Delete Orphaned Data

When source data is marked for deletion, remove the corresponding records from the target table.

-- Assume stock = 0 in daily_stock means delisted MERGE INTO inventory AS target USING daily_stock AS source ON target.product_id = source.product_id WHEN MATCHED AND source.new_stock = 0 THEN DELETE WHEN NOT MATCHED THEN INSERT (product_id, product_name, stock, last_updated) VALUES (source.product_id, 'New Product', source.new_stock, source.update_date);


Multi-Condition Matching

Use complex ON conditions for matching, suitable for composite primary keys or business logic matching.

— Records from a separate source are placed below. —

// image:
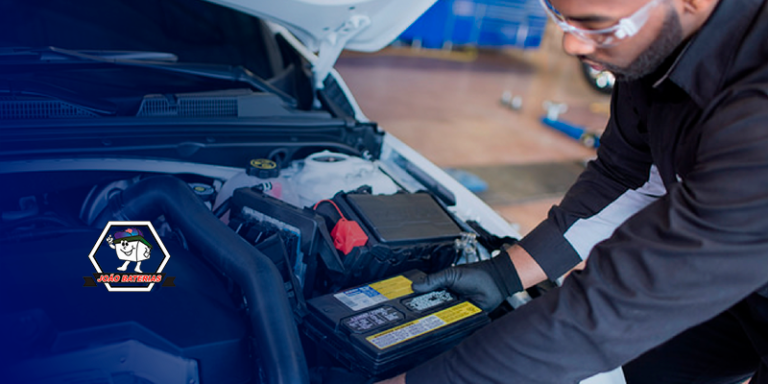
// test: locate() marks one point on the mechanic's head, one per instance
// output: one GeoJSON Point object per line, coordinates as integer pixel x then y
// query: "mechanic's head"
{"type": "Point", "coordinates": [630, 38]}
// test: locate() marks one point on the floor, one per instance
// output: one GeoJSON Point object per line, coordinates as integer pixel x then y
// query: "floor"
{"type": "Point", "coordinates": [446, 105]}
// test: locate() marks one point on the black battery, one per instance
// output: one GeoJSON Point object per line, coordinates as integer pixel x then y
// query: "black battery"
{"type": "Point", "coordinates": [404, 231]}
{"type": "Point", "coordinates": [384, 328]}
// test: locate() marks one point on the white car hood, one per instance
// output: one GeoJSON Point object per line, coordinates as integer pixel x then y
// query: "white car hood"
{"type": "Point", "coordinates": [361, 25]}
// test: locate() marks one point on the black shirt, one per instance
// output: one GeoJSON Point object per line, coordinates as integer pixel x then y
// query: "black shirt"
{"type": "Point", "coordinates": [673, 215]}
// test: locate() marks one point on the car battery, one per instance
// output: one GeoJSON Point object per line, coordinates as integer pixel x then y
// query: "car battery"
{"type": "Point", "coordinates": [403, 231]}
{"type": "Point", "coordinates": [384, 328]}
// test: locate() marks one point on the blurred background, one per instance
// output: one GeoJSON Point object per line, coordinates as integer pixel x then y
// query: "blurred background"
{"type": "Point", "coordinates": [483, 89]}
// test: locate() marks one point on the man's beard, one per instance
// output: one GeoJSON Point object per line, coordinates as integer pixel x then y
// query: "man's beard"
{"type": "Point", "coordinates": [668, 40]}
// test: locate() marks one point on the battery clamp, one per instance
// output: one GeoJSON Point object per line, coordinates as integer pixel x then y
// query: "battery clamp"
{"type": "Point", "coordinates": [346, 234]}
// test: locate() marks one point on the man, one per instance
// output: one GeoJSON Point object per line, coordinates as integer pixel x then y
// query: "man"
{"type": "Point", "coordinates": [673, 214]}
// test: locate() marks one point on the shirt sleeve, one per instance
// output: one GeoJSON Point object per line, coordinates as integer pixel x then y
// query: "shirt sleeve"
{"type": "Point", "coordinates": [678, 262]}
{"type": "Point", "coordinates": [619, 183]}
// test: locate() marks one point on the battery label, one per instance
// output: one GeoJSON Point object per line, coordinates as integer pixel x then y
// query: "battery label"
{"type": "Point", "coordinates": [423, 325]}
{"type": "Point", "coordinates": [373, 319]}
{"type": "Point", "coordinates": [428, 301]}
{"type": "Point", "coordinates": [379, 292]}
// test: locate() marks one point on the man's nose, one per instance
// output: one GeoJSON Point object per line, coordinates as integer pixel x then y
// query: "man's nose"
{"type": "Point", "coordinates": [574, 46]}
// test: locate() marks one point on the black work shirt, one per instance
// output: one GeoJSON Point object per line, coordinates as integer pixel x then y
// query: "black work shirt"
{"type": "Point", "coordinates": [673, 215]}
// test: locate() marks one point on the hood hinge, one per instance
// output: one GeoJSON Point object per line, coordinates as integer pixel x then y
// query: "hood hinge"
{"type": "Point", "coordinates": [332, 45]}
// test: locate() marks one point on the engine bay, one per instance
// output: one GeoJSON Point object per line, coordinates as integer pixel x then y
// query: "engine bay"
{"type": "Point", "coordinates": [279, 270]}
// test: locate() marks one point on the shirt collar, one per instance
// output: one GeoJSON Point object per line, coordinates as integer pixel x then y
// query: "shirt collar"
{"type": "Point", "coordinates": [702, 66]}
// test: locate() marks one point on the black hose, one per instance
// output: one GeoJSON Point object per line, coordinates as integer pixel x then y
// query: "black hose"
{"type": "Point", "coordinates": [277, 339]}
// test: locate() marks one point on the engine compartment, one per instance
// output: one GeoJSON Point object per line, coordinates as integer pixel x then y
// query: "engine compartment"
{"type": "Point", "coordinates": [250, 247]}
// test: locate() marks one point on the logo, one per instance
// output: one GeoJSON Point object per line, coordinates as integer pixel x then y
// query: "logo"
{"type": "Point", "coordinates": [129, 257]}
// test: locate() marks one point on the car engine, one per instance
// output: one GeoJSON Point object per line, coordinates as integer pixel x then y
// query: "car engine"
{"type": "Point", "coordinates": [285, 271]}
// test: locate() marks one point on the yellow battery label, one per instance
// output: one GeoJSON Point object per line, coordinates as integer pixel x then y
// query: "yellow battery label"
{"type": "Point", "coordinates": [379, 292]}
{"type": "Point", "coordinates": [393, 288]}
{"type": "Point", "coordinates": [423, 325]}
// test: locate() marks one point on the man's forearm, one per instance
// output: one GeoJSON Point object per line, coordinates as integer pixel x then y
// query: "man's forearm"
{"type": "Point", "coordinates": [399, 379]}
{"type": "Point", "coordinates": [529, 271]}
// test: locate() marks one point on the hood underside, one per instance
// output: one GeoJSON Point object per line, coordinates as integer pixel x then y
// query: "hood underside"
{"type": "Point", "coordinates": [367, 25]}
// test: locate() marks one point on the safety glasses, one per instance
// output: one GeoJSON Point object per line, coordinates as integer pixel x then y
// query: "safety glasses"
{"type": "Point", "coordinates": [625, 28]}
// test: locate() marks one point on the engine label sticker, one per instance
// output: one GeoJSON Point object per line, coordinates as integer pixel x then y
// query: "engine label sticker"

-- Match by product ID and date MERGE INTO inventory AS target USING daily_stock AS source ON target.product_id = source.product_id AND target.last_updated < source.update_date WHEN MATCHED THEN UPDATE SET target.stock = source.new_stock, target.last_updated = source.update_date WHEN NOT MATCHED THEN INSERT (product_id, product_name, stock, last_updated) VALUES (source.product_id, 'New Product', source.new_stock, source.update_date);


Clean Up Test Data

After completing Upsert verification, it is recommended to clean up test tables:

-- Drop test tables DROP TABLE IF EXISTS inventory; DROP TABLE IF EXISTS daily_stock;


Important Notes

  1. Clause Order: WHEN MATCHED must come before WHEN NOT MATCHED, otherwise a syntax error occurs.
  2. Uniqueness Requirement: The ON condition should ensure each source row matches at most one target row; otherwise non-deterministic results may occur.
  3. Dynamic Table Limitation: Dynamic Tables do not support direct MERGE INTO; use DELETE + INSERT as an alternative.
  4. Performance Optimization: Ensure columns in the ON condition have indexes or partitions to significantly improve matching efficiency.